Venice Jardine and Dr. Gregory Thompson, Anthropology Department
While many theorists in Psychology have proposed various universalistic models for development, specifically ethnic identity development, and while these theories clearly have much to offer in the way scholarship on the topic of identity development, they are severely limited in their scope for the same reason that they are seemingly easy to grasp—they are problematically over-simplified. Human beings seldom fit nicely into stage theories or models, particularly when universally applied to across contexts. Especially when concerned with bi-cultural contexts and identity development, it is not plausible to attempt to reduce these complex human experiences to any one particular paradigm. In other words, these theories, which have largely been made in the West and for the West, do not easily translate to other cultural contexts. Neither culture nor development is so simple and so universal that it can be easily explained by any one-size-fits-all theory. Though I am not suggesting that stage theories be thrown out altogether since they can provide vital insights into our understanding of human behavior, I am calling for a less stratified and more dynamic way of viewing ethnic identity development as it is a phenomenon, which requires a more qualitative approach in addition to the research which has already been done to further our knowledge on this particular subject.
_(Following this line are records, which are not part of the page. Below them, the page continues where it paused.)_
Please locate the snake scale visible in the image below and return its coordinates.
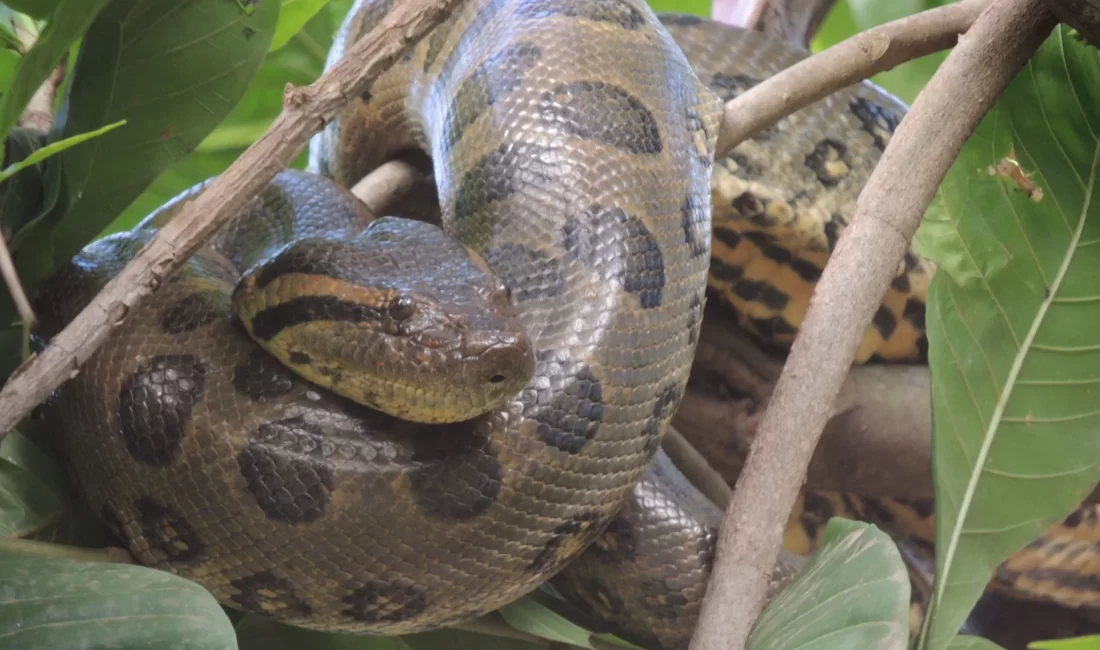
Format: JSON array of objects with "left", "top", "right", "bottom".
[{"left": 30, "top": 0, "right": 1096, "bottom": 648}]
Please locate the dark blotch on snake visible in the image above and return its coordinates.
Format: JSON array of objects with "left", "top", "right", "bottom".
[
  {"left": 230, "top": 571, "right": 314, "bottom": 618},
  {"left": 527, "top": 511, "right": 603, "bottom": 572},
  {"left": 161, "top": 291, "right": 229, "bottom": 334},
  {"left": 252, "top": 296, "right": 382, "bottom": 341},
  {"left": 119, "top": 354, "right": 206, "bottom": 467},
  {"left": 340, "top": 577, "right": 428, "bottom": 623},
  {"left": 680, "top": 196, "right": 711, "bottom": 257},
  {"left": 233, "top": 350, "right": 297, "bottom": 399},
  {"left": 561, "top": 206, "right": 664, "bottom": 309},
  {"left": 408, "top": 422, "right": 504, "bottom": 520},
  {"left": 237, "top": 418, "right": 333, "bottom": 524},
  {"left": 539, "top": 81, "right": 663, "bottom": 154},
  {"left": 528, "top": 350, "right": 604, "bottom": 453},
  {"left": 442, "top": 43, "right": 542, "bottom": 155},
  {"left": 485, "top": 244, "right": 565, "bottom": 305},
  {"left": 134, "top": 496, "right": 206, "bottom": 564}
]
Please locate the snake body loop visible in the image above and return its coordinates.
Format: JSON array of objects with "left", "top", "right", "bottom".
[{"left": 37, "top": 0, "right": 1096, "bottom": 648}]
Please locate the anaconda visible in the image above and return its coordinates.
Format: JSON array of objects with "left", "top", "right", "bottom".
[{"left": 30, "top": 0, "right": 1100, "bottom": 648}]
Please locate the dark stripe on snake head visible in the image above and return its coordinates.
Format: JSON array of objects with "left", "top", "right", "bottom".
[
  {"left": 229, "top": 571, "right": 314, "bottom": 618},
  {"left": 237, "top": 418, "right": 333, "bottom": 524},
  {"left": 161, "top": 291, "right": 230, "bottom": 334},
  {"left": 527, "top": 510, "right": 603, "bottom": 573},
  {"left": 561, "top": 206, "right": 664, "bottom": 309},
  {"left": 442, "top": 43, "right": 542, "bottom": 155},
  {"left": 680, "top": 195, "right": 711, "bottom": 257},
  {"left": 233, "top": 350, "right": 297, "bottom": 400},
  {"left": 340, "top": 577, "right": 428, "bottom": 623},
  {"left": 119, "top": 354, "right": 207, "bottom": 467},
  {"left": 539, "top": 81, "right": 663, "bottom": 154},
  {"left": 519, "top": 350, "right": 604, "bottom": 453},
  {"left": 252, "top": 296, "right": 382, "bottom": 341},
  {"left": 485, "top": 244, "right": 565, "bottom": 305},
  {"left": 408, "top": 420, "right": 504, "bottom": 520},
  {"left": 134, "top": 496, "right": 206, "bottom": 564},
  {"left": 516, "top": 0, "right": 646, "bottom": 30}
]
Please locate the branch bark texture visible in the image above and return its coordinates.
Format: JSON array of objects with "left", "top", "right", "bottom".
[
  {"left": 0, "top": 0, "right": 461, "bottom": 436},
  {"left": 691, "top": 0, "right": 1055, "bottom": 650},
  {"left": 716, "top": 0, "right": 989, "bottom": 157}
]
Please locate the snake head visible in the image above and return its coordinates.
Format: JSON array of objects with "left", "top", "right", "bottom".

Throughout my research with Hmong in France and Thailand, I collected qualitative data to provide more context and understanding for what ethnic identity looks like in Hmong communities. Since Hmong across the globe do not share any one specific national identity, they are ethnic minorities in any country in which they reside. The dominant host culture, therefore, often poses a threat to the future of Hmong culture. In order to safeguard their culture against outside forces, Hmong in France and Thailand have taken action by actively seeking out opportunities to teach youth about the more essential parts of their culture. This transferring process, however, unveils interesting differences in the methods by which the different generations define, perceive, and develop their own identity as Hmong. Throughout my thesis, I argue that identity development in Hmong communities in France and Thailand does not match the Ethnic Identity Development model proposed by Jean Phinney. Rather, the perception and development of a Hmong identity differs across generations and contexts, reflecting, instead, Lifecourse Theory. Furthermore, the fear of Hmong culture ‘disappearing’ serves as an enzyme in process of transferring cultural knowledge to the younger generations, thereby solidifying Hmong identity in both the teachers and the learners.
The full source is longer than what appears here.